A Midsummer Night's Dream (1959 film)


A Midsummer Night's Dream is a 1959 Czechoslovak animated puppet film directed by Jiří Trnka. It is based on the Shakespeare play of the same name.

Production

Trnka, working under the Czech communist regime who had previously been denied in his wish to adapt Don Quixote, worked for several years on his adaptation of A Midsummer Night's Dream. The film established a new pinnacle of craftmanship: Cerise Howard, discussing the film in a retrospective on Trnka for Senses of Cinema, describes the puppet animation as "more liquid, more balletic than ever"; the scenes between Nick Bottom and Titania are "achingly tender"; Titania's train is "an especially astonishing, luminous creation … constituted of tens of fairies, individually animated amidst reams of gorgeous, extensive coral garlanding". Overall the film is "distinguished by exquisite design throughout".
Beyond the artistic aspects the film was technically advanced. Trnka used expensive Eastmancolor stock, which was "exceedingly rare for Czech productions of the period". Every scene was shot with two cameras simultaneously—one shooting Academy ratio, and one shooting in the then new CinemaScope format, effectively producing an in-camera Pan-and-scan version—all so Trnka could ensure that his widescreen production would not be presented letterboxed. The film thus exists in two definitive editions.
The score was provided by Václav Trojan.

Reception

The film received a lukewarm initial response, but was entered into the 1959 Cannes Film Festival where it tied for the Prix de la meilleure sélection alongside Vojtěch Jasný's Desire.
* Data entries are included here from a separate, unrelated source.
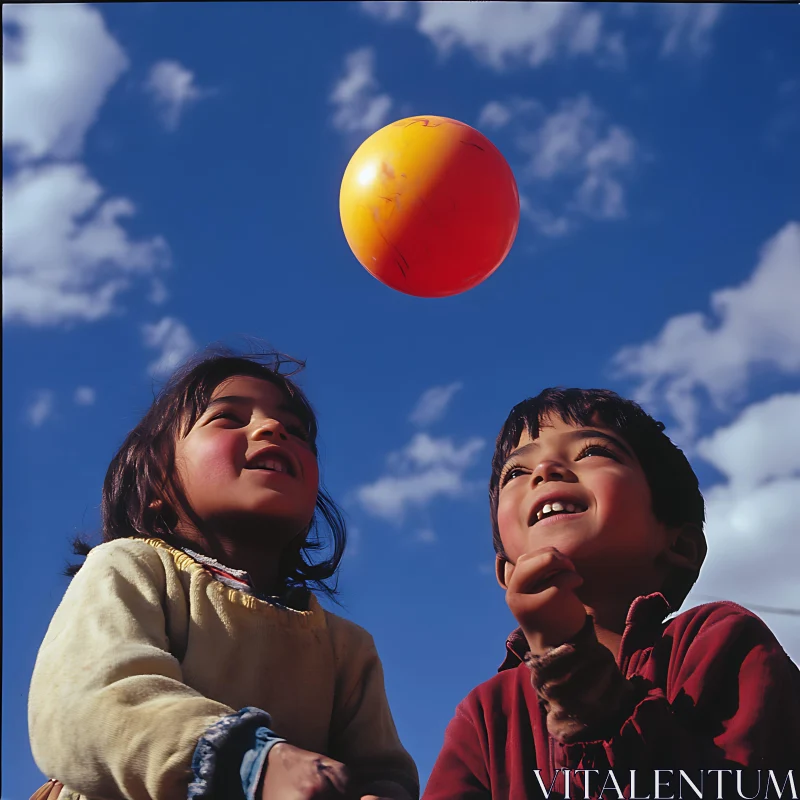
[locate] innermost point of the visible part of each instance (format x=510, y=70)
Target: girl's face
x=246, y=460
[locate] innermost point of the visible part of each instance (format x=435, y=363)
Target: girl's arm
x=109, y=713
x=363, y=734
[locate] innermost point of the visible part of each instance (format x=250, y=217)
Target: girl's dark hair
x=143, y=466
x=673, y=485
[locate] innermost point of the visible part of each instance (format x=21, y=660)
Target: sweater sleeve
x=363, y=733
x=732, y=700
x=109, y=713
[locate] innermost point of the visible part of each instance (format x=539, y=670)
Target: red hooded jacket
x=710, y=689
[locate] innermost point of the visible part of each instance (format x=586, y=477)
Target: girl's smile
x=247, y=459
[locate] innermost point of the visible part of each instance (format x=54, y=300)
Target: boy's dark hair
x=673, y=485
x=143, y=465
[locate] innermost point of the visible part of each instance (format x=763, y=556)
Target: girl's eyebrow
x=234, y=398
x=581, y=433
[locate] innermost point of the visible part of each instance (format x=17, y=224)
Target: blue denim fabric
x=254, y=760
x=230, y=755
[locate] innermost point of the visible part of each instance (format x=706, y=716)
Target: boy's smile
x=581, y=490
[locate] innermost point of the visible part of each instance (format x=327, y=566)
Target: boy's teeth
x=273, y=464
x=556, y=507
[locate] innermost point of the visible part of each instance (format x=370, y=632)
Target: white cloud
x=85, y=396
x=505, y=34
x=173, y=88
x=497, y=115
x=425, y=469
x=386, y=10
x=574, y=148
x=175, y=342
x=426, y=536
x=57, y=70
x=159, y=293
x=42, y=407
x=687, y=26
x=358, y=107
x=751, y=519
x=761, y=445
x=433, y=403
x=66, y=256
x=570, y=140
x=545, y=221
x=753, y=324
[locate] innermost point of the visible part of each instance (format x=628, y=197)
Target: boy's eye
x=510, y=474
x=298, y=431
x=597, y=450
x=227, y=415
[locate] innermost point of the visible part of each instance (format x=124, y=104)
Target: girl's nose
x=551, y=470
x=271, y=429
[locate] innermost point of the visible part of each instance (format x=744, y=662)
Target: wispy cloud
x=687, y=26
x=426, y=536
x=753, y=324
x=59, y=62
x=173, y=341
x=359, y=107
x=751, y=514
x=173, y=89
x=433, y=403
x=85, y=396
x=41, y=408
x=573, y=149
x=66, y=255
x=386, y=10
x=424, y=470
x=503, y=35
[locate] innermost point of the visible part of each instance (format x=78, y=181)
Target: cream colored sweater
x=147, y=651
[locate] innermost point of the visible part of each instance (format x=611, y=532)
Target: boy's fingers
x=539, y=567
x=334, y=773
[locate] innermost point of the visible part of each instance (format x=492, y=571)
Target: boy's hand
x=541, y=597
x=295, y=774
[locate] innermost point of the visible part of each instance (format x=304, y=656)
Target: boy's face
x=611, y=534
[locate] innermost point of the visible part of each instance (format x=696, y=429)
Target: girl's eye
x=597, y=450
x=510, y=474
x=227, y=415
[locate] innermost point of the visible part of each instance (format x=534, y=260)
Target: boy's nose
x=551, y=471
x=270, y=429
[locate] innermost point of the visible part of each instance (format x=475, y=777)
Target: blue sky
x=171, y=177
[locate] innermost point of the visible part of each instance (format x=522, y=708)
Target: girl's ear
x=688, y=548
x=503, y=570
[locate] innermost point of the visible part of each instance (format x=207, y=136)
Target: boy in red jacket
x=598, y=528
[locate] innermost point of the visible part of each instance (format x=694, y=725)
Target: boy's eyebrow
x=582, y=433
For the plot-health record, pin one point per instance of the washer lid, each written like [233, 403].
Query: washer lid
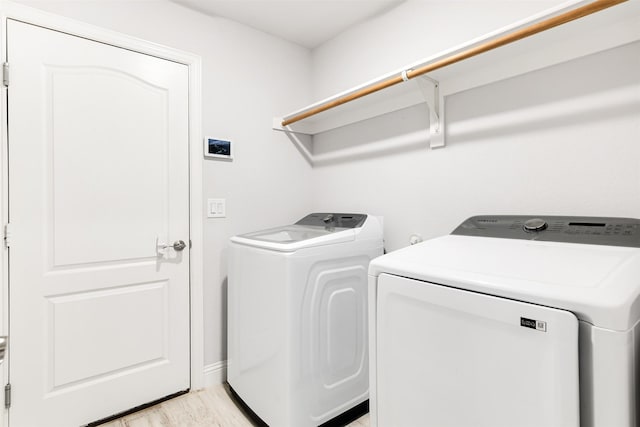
[315, 229]
[600, 284]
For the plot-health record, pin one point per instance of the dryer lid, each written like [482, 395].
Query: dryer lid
[599, 283]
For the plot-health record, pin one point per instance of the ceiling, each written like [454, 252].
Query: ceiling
[308, 23]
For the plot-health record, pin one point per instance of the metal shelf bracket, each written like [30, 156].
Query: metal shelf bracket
[432, 93]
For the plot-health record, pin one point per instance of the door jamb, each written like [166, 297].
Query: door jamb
[194, 63]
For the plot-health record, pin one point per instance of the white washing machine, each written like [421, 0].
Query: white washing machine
[510, 321]
[297, 318]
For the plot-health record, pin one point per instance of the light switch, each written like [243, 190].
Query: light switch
[216, 208]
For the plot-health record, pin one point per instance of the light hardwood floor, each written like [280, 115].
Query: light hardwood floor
[211, 407]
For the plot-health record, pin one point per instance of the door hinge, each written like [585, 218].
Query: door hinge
[7, 235]
[7, 396]
[5, 74]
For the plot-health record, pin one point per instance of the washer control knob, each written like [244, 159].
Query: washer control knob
[535, 224]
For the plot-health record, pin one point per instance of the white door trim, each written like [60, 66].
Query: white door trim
[10, 10]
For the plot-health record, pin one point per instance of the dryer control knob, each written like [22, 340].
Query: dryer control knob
[535, 224]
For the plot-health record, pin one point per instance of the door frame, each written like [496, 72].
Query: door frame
[194, 63]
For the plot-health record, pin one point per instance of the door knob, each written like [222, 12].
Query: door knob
[178, 246]
[3, 348]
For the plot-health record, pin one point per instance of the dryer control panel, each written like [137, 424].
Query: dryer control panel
[570, 229]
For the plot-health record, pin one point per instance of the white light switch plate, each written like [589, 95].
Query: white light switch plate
[216, 208]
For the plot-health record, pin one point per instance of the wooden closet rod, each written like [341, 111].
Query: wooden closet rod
[539, 27]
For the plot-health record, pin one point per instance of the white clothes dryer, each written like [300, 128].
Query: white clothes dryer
[510, 321]
[297, 318]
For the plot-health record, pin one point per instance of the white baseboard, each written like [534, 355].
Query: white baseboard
[215, 374]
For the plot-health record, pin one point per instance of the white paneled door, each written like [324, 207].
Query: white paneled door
[98, 186]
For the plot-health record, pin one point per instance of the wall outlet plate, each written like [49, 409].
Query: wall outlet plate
[216, 208]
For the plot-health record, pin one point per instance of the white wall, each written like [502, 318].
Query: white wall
[563, 140]
[248, 78]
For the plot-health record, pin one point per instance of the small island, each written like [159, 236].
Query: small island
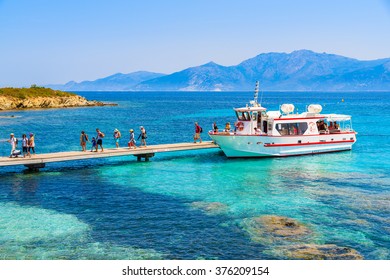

It also won an Honourable Medal at the 20th Venice International Film Festival in 1959; first prize for best film in Bucharest in 1960; second prize in Montevideo in 1960; and first prize—the "Golden Mercury"—for music in Valencia in 1962.

English-language version

An English-language dubbed version was made with narration by Richard Burton and voice work by Alec McCowen.